In an increasingly competitive environment for financial advisors, from the rise of robo-advisors and Vanguard Personal Advisor Services, there are more pressures than ever on us to justify our cost to clients. Leading many financial advisors to question whether it's time to cut AUM fees - or even abandon the AUM model altogether.
In this week’s #OfficeHours with @MichaelKitces, my Tuesday 1PM EST broadcast via Periscope, I look at when and whether it ever makes sense to cut AUM fees in an effort to grow the business and bring in more clients.
Clearly, for advisors who are far more expensive than their competition, cutting fees to at least be "reasonably competitive" may be inevitable. But for those whose AUM fees are already reasonable, beware the strategy of trying to attract clients by being the lowest cost financial advisor.

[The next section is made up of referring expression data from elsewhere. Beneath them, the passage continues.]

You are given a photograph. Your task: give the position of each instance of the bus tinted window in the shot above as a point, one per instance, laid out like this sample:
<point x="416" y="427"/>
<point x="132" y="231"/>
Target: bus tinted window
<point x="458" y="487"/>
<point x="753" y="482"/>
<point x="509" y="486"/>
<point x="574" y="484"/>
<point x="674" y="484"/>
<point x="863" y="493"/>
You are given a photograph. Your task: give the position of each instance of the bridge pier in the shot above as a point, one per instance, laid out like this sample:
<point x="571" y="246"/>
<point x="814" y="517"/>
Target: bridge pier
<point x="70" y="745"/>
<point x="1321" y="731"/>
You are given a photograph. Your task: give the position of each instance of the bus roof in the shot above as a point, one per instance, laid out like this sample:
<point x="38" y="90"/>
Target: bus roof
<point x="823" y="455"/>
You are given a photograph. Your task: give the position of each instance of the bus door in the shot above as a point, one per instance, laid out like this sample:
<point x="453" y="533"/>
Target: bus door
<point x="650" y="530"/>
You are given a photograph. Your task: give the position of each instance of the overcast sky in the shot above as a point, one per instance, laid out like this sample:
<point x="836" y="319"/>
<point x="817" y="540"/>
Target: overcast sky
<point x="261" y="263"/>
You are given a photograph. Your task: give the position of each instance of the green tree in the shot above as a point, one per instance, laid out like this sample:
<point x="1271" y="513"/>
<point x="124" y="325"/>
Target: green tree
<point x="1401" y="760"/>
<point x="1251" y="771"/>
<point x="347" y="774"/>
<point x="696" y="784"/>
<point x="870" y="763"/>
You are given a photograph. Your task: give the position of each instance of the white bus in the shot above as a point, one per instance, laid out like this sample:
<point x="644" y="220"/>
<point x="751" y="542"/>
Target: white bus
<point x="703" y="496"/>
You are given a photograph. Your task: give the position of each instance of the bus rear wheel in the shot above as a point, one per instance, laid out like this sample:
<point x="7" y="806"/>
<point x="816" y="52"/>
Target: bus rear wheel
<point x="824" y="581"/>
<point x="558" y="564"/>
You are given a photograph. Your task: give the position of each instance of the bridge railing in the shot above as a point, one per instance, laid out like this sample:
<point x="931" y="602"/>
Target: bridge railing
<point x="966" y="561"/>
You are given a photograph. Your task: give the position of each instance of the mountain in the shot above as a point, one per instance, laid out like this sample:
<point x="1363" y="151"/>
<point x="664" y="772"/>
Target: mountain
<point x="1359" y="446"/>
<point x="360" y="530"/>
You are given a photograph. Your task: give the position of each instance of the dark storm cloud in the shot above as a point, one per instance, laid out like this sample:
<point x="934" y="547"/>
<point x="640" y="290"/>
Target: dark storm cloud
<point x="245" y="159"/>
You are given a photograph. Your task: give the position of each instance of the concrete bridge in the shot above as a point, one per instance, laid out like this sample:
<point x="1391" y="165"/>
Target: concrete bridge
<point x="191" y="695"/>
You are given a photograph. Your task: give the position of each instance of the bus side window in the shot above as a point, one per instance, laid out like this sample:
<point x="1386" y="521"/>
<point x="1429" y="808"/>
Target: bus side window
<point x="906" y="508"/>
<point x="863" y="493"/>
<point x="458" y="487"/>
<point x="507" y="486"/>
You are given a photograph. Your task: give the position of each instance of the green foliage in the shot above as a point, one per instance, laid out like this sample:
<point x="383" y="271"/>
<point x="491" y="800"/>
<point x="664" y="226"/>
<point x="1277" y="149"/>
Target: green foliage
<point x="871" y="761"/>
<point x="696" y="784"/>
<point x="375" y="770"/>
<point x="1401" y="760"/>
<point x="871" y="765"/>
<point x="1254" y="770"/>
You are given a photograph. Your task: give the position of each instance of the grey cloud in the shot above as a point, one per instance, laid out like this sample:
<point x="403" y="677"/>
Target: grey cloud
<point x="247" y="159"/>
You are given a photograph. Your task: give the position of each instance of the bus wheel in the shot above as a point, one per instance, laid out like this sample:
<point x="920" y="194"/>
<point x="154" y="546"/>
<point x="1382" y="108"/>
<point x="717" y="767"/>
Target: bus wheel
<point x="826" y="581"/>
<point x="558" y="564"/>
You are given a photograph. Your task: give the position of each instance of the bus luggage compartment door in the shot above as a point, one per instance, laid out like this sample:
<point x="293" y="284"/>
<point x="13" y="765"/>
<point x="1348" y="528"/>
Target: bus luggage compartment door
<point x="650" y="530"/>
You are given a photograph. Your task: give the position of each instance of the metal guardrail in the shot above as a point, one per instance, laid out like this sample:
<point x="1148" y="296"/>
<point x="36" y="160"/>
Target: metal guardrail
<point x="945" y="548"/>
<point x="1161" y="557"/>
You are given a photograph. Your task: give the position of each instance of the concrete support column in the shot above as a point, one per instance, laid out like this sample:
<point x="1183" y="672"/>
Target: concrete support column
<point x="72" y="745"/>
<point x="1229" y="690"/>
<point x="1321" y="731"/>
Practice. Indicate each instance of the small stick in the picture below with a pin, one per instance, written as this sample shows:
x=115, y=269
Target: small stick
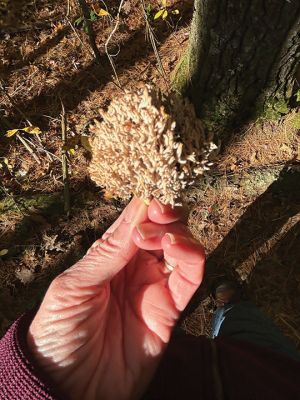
x=64, y=161
x=110, y=57
x=86, y=14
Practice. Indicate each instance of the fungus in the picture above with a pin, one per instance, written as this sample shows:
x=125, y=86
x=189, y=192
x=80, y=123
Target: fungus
x=150, y=145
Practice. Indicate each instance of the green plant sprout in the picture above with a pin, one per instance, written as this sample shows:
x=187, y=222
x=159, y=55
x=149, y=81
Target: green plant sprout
x=95, y=14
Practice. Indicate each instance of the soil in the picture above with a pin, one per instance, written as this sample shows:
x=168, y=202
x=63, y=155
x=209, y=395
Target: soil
x=245, y=210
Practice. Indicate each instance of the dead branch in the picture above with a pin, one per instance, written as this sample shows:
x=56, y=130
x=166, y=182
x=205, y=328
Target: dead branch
x=110, y=56
x=64, y=161
x=86, y=14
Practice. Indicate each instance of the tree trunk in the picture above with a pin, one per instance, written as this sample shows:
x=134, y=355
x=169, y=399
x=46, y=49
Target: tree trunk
x=242, y=58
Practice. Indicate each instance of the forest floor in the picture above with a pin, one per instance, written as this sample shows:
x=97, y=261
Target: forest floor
x=246, y=210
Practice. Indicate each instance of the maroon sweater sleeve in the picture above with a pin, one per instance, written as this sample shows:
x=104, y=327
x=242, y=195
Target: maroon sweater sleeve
x=20, y=377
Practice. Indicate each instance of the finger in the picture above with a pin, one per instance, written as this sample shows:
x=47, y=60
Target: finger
x=164, y=214
x=148, y=235
x=107, y=257
x=188, y=273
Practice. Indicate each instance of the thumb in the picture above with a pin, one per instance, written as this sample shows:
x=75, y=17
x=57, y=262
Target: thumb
x=188, y=258
x=108, y=256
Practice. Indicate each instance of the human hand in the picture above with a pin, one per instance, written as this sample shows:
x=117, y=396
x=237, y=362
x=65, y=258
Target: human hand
x=105, y=322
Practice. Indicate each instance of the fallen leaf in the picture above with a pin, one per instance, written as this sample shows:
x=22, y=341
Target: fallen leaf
x=11, y=132
x=34, y=130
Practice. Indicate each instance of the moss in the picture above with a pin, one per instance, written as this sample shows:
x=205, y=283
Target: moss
x=218, y=115
x=180, y=77
x=271, y=109
x=296, y=121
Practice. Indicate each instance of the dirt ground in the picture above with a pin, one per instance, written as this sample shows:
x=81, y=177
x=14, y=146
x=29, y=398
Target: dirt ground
x=245, y=210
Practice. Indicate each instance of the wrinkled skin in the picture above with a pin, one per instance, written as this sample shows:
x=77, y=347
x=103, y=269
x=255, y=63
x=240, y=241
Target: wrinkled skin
x=105, y=322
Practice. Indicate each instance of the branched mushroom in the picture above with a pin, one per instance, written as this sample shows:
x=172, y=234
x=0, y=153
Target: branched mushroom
x=150, y=145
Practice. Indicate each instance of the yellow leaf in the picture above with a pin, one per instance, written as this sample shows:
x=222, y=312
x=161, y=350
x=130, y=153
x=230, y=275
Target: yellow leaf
x=11, y=132
x=102, y=13
x=108, y=195
x=6, y=162
x=34, y=130
x=158, y=14
x=85, y=143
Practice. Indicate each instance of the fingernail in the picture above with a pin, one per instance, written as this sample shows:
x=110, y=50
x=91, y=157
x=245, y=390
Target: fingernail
x=171, y=238
x=137, y=213
x=146, y=232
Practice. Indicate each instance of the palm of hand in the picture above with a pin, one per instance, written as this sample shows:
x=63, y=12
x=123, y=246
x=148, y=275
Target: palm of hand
x=101, y=336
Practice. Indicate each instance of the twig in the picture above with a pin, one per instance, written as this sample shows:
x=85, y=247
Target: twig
x=28, y=148
x=110, y=56
x=12, y=198
x=2, y=87
x=151, y=37
x=48, y=153
x=64, y=161
x=90, y=31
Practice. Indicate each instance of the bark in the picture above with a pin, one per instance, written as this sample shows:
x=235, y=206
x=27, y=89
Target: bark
x=242, y=58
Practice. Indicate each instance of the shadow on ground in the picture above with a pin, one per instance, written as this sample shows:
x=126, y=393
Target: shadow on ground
x=262, y=220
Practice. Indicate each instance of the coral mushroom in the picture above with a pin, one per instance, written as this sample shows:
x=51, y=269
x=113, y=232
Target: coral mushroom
x=150, y=145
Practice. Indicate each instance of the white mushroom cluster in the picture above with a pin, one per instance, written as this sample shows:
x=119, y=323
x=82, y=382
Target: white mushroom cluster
x=150, y=145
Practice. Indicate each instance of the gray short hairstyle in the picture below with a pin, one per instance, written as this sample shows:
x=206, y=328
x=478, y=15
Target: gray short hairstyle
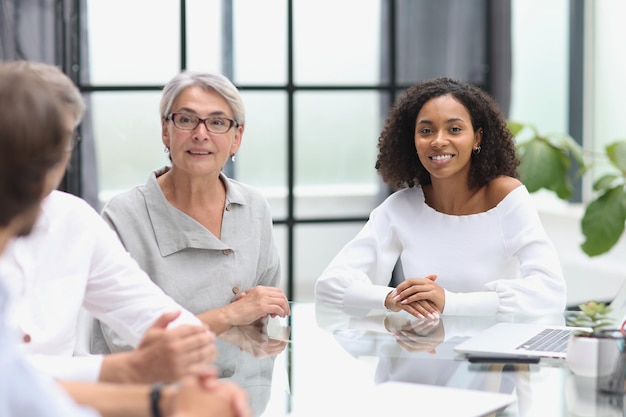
x=60, y=83
x=207, y=81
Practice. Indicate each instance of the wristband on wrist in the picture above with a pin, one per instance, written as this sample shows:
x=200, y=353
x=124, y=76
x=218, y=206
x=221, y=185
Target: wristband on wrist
x=155, y=397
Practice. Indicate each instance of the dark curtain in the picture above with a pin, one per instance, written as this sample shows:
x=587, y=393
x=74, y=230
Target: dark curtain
x=50, y=31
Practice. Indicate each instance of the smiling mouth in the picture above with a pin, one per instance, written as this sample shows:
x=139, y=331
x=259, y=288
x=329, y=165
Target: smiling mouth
x=440, y=157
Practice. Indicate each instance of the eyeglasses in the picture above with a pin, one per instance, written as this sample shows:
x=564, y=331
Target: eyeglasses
x=187, y=121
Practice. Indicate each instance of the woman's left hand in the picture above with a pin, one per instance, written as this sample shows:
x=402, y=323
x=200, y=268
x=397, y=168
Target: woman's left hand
x=418, y=290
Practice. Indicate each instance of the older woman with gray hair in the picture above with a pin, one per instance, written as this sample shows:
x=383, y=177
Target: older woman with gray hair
x=205, y=239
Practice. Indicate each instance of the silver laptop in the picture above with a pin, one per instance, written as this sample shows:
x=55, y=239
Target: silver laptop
x=533, y=339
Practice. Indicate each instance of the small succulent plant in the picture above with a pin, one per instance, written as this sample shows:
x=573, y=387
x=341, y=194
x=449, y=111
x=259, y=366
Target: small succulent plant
x=593, y=315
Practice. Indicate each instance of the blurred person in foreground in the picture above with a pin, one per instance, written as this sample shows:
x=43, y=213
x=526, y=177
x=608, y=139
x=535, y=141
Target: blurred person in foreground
x=34, y=139
x=464, y=228
x=205, y=239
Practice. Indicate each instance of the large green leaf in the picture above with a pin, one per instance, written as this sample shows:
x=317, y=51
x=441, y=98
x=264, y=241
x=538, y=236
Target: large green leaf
x=603, y=221
x=617, y=155
x=545, y=166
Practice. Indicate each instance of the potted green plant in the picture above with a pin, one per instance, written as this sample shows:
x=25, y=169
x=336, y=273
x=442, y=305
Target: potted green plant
x=554, y=161
x=583, y=346
x=592, y=315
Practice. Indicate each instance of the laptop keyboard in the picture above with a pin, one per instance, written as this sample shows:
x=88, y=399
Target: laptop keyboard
x=548, y=340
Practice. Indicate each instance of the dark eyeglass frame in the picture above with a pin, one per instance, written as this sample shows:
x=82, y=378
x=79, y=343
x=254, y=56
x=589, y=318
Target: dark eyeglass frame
x=231, y=122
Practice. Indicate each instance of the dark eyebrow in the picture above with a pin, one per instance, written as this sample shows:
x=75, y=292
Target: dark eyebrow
x=453, y=120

Because ultimately, that may attract the most cost-conscious and price-sensitive clients - who may come to you for being the lowest cost, but will just as quickly leave you for another advisors who is just a basis point or few lower... because that's the behavior of clients who seek out the lowest cost solutions!
More generally, though, the real challenge of trying to compete by being the lowest cost provider is that it sets the focus to competing on price, instead of competing on value instead. In fact, for financial advisors who find their prospective clients challenge their pricing, usually the biggest issue is not their pricing at all - it's a lack of differentiation, and the perception from clients that your services are no different than any other financial advisor... which means price is the only comparison left.
In other words, most "price" conversation are actually value and differentiation (or lack thereof) conversations. Which means the real solution is not to adjust your prices - or change your entire business model (e.g., from AUM fees to retainer fees) - but instead to try to improve your differentiation by focusing on a niche or specialization, such that clients will focus on your unique value instead of comparing you to others on price alone! Because for advisors who are truly differentiated with a unique value, clients don't often ask very many questions about price and cost in the first place - because there's nothing to compare you to anyway!